We defined language barriers as our real-life problem. Since we are Erasmus Students, we met many people from other countries who also spend a semester here in Istanbul. We thought that a app which makes translating easy would be very helpful if students from other countries need to interact with each other.
We came up with the idea of translating in various languages and let the translated word/sentence play as a audio file for the correct pronunciation. Since many Erasmus students have to deal with documents, and some documents are solely written in Turkish, we provide a very handy solution for this problem. Users can upload any image files to let it translate in the desired language.
We used the ASP.NET framework for this solution. It makes building websites very easy for the user. Also, C# is a very easy to understand language, even for Java Programmers like us.
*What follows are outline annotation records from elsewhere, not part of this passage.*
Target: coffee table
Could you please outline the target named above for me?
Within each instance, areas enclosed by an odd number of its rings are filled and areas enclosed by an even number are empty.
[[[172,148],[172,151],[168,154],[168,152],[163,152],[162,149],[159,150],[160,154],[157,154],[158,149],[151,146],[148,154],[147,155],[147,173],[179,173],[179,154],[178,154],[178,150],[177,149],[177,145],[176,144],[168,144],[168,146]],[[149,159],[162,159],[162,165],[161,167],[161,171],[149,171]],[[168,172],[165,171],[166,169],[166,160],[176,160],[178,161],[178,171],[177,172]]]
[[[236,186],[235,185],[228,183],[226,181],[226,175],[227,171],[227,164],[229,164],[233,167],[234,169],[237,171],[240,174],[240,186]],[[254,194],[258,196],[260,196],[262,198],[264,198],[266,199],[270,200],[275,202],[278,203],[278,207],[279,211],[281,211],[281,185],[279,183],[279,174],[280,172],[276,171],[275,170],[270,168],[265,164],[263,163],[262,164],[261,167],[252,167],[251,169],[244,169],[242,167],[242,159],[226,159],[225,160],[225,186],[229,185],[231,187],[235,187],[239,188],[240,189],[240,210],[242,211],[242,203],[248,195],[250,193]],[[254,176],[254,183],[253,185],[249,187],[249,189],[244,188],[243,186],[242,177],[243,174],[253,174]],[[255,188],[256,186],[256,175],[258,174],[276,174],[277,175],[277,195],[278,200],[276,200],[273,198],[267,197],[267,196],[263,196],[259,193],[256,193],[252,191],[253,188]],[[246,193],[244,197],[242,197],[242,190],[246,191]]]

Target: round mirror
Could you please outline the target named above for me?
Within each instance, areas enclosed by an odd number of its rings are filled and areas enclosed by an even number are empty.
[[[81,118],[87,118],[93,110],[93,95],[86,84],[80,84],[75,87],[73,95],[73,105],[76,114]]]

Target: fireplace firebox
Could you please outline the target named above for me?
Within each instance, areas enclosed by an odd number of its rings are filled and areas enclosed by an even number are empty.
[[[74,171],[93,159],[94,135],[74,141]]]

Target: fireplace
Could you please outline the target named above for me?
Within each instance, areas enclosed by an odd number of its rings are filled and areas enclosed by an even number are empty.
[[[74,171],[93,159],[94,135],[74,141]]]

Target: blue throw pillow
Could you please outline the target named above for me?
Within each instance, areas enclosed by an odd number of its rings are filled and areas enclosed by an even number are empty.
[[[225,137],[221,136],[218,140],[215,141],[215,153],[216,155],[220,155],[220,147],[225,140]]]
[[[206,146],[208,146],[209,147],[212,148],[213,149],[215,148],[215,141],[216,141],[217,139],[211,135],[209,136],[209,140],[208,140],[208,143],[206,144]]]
For the deployment we used the Azure App Service, since it meets our needs perfectly. We configured the deployment-centre so it takes the code from our GitHub Repository, builds the application and releases on this app service. After the deployment the service is ready to use via https://webapp-dotnet-service.azurewebsites.net.
The translation is the core of our web application. We used the Translator from the Cognitive Services. We connect our application with the translator via key and endpoint.
To hear how the translated word/sentence sounds we added Speech from Cognitive Services to our app. We went with the REST-API option. First, we get the Authorization Token which includes the 64 Bytes Bearer code. This header is required in the request. In the body part we put our xml which defines the language and the voice of the speaker. We also add here the text we want to be spoken. As a response we get a .wav file, which we include in our basic audio player.
We also added the functionality to upload images and recognize the text in those images. The uploaded image gets converted to text via Computer Vision to which we also connect via endpoint and key. The converted text then gets translated in the desired language.
We used Azure SQL to save user information. It is possible for users to register on our application with username, password and the preferred language. The registration makes us set the language we want to translate from to the preferred language of the user. Also, the user can see how often the translation and speech services were used.
For fault tolerance, we used scale out in the app service plan, as load balancers are for VMs, and we do not have a VM. We chose custom auto scale, which has minimum 1 instance, maximum 10 and as default 3. In addition, we have created a rule that creates an instance when the CPU load is over 70%.
In addition, we have created a web application firewall (WAF). For the managed rules we used the Microsoft_DefaultRuleSet.
So that we can use the firewall, we have also created a front door.